Pierce could play any front-court position for the Bulldogs. With 6-4 Johnson and 6-5 Josh Landsberger able to control the paint, Pierce often stepped outside to take some jump shots. He made two of his five three-point attempts this year.
He developed confidence handling the ball years ago when youth summer league coaches allowed him to play point guard. And he always took pride in hitting shots.
"Even when I was younger," Pierce said, "I never wanted to leave a gym with people thinking the only reason I scored is because I'm bigger than everyone else."
Pierce earned a spot on Northern Lehigh's varsity team as a freshman and became a starter as a sophomore. This year he became a fixture.
"He played pretty much every minute of every game as long as he wasn't in foul trouble or anything like that," said Miller.
With three of five starters coming back next year, including all three big men, the Bulldogs should be one of the area's top teams again next season with potential to bring home some titles.
Pierce and his teammates felt disappointment at not winning a championship this year. They fell just two wins short of a league playoff berth before taking third place in District 11 Class AAA to earn a trip to states.
While Pierce was happy with his individual accolades this year, he'd give them all back for another shot at a title.
"My goal in the beginning of the year was to win a championship," he said. "I didn't have my heart set on any individual goal.
"It was the same thing with everybody on our team.

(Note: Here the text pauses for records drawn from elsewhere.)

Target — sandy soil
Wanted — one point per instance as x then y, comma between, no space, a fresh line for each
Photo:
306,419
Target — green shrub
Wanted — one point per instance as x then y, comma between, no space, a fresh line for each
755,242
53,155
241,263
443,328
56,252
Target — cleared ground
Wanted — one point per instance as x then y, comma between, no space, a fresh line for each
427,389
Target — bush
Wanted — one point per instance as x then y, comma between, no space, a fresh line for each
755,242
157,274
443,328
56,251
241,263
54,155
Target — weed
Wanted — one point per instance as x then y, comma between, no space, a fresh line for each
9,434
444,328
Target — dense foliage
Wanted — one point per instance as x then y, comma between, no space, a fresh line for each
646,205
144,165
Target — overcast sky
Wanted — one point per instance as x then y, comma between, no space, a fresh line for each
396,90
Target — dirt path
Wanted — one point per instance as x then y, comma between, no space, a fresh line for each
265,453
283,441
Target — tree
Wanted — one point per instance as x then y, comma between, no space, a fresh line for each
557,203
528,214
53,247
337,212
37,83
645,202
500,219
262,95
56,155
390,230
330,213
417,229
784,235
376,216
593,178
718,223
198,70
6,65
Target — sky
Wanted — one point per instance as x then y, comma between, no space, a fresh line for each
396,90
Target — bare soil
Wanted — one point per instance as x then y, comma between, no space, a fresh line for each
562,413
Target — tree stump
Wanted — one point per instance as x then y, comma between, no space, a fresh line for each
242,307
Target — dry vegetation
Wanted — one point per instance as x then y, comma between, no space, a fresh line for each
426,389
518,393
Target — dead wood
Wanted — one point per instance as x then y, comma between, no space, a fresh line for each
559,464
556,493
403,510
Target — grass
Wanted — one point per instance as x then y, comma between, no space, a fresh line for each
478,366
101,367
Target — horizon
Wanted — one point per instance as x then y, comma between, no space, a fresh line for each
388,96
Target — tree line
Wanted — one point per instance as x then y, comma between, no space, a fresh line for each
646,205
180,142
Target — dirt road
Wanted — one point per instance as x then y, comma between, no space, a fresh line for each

Individually none of us are really stand out players, but as a team we perform well together. None of us want to go out there and be a superstar. We're all very humble about our basketball abilities. All we want to do is win games."
Pierce enjoyed being part of this year's 20-6 team, one of few teams in school history to get to 20 wins.
Pierce's courage through his mother's illness was something his teammate's fed off of. Through it all he was still able to practice and play with heart and intensity this season.
"He was an inspiration to everyone on the team," said Miller. "Not only from the basketball end of things, but just for what he went through and how strong he was through everything.
"It's nothing that any 17-year old should have to go through. Just the way he handled it spoke volumes about him. Our coaches vs. cancer nights meant so much to everybody."
The team's 20 wins were one part of the enjoyment of this season for Pierce. The best part for him was that his mother, Denise, was there for the whole thing. She fought her disease longer than doctors predicted she could. She even found the strength to come out and cheer on her son and his teammates a few times during the season.
"Her being able to know the results of our games and even being able to come to our games really meant a lot to me," Luke said. "She got to come and see me have a successful year. I really played this whole year just for her."